Another band who probably don’t want to be referred to as “just a band” are MIRO SHOT who describe themselves as a collective of musicians, filmmakers, coders and designers. They seem to have hundreds of members and are based between London and Paris (although currently through lockdown it’s rumoured they’re all hanging out in the middle of nowhere somewhere in the Scottish countryside). This tune (No More No Less) in particular warmed the cockles of one East London man’s heart this month and further investigations into the previous work of this organisation is currently in progress. Have a listen yourselves, starting here (or there – above).
KEYS sound like The Bay City Rollers. That’s enough information that anyone needs before walking towards the play button on whatever device this comes from (probably a cheap Woolworths cassette recorder). This is the sound of 1974, made in 2020, and it’ll bring back memories of flared trousers, pat-pocketed high waisted trousers, Chopper bikes, Tony Blackburn, The Wombles, Roy Wood’s Wizzard and Christmas. You don’t need any more info than that really.
Having spent the month trying to avoid using the obvious pun connecting a huge hit by The Shamen with this London based synth-punk band is something that I would argue I nearly avoided but this new tune, complemented by yet another made-at-home video, has caught the ears and eyes this month. Es (top pic) came to my attention via the New Zealand online radio station 8K.NZ that’s been tinkered with at various times of the day this summer. There’s an album that also needs listening to at some point and hopefully a gig or two once this madness ends (if it ever ends). Severed (above) brings back memories of early-Eighties Siouxsie and the Banshees as well as The Fatal Microbes.

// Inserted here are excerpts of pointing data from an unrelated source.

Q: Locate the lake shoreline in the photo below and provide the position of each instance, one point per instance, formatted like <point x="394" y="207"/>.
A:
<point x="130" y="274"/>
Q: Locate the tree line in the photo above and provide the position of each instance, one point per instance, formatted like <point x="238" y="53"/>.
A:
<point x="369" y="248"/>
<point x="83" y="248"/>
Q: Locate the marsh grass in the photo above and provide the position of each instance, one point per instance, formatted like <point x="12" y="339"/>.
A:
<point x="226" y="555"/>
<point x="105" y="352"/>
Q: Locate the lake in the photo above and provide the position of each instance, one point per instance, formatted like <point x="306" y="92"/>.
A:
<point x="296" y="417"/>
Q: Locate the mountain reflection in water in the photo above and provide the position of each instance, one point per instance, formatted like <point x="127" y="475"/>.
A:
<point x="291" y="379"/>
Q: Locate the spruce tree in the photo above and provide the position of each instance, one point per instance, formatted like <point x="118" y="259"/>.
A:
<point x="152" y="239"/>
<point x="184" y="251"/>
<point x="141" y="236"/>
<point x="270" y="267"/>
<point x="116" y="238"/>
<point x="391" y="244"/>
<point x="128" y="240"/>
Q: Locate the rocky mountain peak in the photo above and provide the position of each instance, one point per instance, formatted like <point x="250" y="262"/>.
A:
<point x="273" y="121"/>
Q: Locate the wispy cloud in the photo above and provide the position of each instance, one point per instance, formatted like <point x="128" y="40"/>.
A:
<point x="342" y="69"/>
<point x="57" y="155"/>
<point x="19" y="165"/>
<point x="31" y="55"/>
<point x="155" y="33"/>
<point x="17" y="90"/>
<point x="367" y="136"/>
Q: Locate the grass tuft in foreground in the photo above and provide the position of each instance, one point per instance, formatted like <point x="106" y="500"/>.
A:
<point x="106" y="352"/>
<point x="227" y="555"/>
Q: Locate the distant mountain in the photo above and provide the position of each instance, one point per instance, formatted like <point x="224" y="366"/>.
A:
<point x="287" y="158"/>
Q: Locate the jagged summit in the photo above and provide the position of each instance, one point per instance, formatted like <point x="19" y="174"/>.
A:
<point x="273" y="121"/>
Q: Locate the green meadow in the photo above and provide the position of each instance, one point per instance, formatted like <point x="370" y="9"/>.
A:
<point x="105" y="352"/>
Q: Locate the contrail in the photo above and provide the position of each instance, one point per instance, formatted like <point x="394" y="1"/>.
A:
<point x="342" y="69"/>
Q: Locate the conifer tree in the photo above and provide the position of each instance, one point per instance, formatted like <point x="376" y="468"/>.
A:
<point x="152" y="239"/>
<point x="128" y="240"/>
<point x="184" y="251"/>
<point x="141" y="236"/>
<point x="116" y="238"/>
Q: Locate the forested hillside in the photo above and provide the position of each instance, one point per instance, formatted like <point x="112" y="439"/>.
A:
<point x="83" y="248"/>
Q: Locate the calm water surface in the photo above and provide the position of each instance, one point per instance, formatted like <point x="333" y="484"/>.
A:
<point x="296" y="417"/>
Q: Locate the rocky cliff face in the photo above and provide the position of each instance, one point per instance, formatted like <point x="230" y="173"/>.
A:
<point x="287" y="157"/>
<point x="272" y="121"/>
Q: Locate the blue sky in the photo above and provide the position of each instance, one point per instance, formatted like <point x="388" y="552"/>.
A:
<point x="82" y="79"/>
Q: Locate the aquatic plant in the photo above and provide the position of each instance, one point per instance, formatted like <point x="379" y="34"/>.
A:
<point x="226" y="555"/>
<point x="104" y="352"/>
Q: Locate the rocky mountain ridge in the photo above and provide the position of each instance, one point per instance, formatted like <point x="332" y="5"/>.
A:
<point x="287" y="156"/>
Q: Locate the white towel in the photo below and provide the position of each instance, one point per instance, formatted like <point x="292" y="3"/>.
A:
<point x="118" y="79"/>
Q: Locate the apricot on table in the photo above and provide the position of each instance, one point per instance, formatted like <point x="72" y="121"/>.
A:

Another band we all need to learn more about and one that seems to have done a digital lap of the world before landing a mile or two from where it came from originally. Twice the journey that some of these other tunes have made….

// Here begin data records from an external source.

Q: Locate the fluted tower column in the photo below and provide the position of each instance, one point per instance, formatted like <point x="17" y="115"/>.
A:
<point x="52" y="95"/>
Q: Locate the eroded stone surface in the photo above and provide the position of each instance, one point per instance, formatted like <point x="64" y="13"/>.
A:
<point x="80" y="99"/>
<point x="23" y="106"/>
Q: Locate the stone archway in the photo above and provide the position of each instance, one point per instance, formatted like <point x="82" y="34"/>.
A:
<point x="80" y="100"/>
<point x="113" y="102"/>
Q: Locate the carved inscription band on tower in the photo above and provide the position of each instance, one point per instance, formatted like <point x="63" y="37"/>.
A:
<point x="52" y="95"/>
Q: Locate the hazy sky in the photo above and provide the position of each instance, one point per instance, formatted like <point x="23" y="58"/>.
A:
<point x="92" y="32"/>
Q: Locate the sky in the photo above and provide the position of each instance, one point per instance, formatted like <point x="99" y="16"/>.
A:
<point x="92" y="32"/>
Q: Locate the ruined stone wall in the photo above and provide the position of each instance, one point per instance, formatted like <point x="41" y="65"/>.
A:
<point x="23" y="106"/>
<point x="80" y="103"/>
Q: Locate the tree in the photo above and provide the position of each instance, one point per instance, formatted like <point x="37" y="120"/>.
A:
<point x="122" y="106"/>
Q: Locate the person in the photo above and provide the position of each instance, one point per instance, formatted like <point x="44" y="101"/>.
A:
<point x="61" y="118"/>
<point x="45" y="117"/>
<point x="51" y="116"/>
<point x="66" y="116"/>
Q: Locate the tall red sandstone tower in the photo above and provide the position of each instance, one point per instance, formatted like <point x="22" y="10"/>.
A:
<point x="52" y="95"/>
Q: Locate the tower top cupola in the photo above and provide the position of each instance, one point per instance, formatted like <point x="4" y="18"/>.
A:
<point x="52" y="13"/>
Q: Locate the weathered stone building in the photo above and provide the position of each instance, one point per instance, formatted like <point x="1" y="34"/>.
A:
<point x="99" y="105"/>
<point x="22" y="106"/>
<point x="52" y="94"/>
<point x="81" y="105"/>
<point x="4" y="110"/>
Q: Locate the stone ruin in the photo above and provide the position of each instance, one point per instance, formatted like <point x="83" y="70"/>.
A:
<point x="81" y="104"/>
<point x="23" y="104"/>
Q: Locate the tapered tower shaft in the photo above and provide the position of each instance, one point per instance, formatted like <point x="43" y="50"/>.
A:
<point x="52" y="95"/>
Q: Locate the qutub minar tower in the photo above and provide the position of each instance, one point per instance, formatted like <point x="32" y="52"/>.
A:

GÖSTA BERLINGS SAGA are from Sweden, have been going for 20 years and have numerous releases under their belts, but whose existence has only just reached East London this month (but were interviewed on this site in 2018). If like me you’re a sucker for decent instrumental synth-based head-nodding weirdness, then start your journey here.
WILL BUTLER of Arcade Fire has a solo album about to drop and this tune from the album is one the bin men may find themselves whistling when you are rudely awoken by them on Wednesday mornings. Play this once, you ‘ll love it, twice you’ll be clapping and singing along, by the third time you’ll have an alcoholic beverage raised high in the air and by Christmas you’ll probably hate it. One of those tunes you may still be listening to regularly whether you want to or not as the next few years pass by. Probably one of those ‘hits’ that we used to hear a lot about when these things mattered. A catchy number as your Granny would say. A song for the family, like Lust For Life has been. If you don’t listen to this now then you’ll probably get to hear this somewhere else and realise then what I’m mumbling about.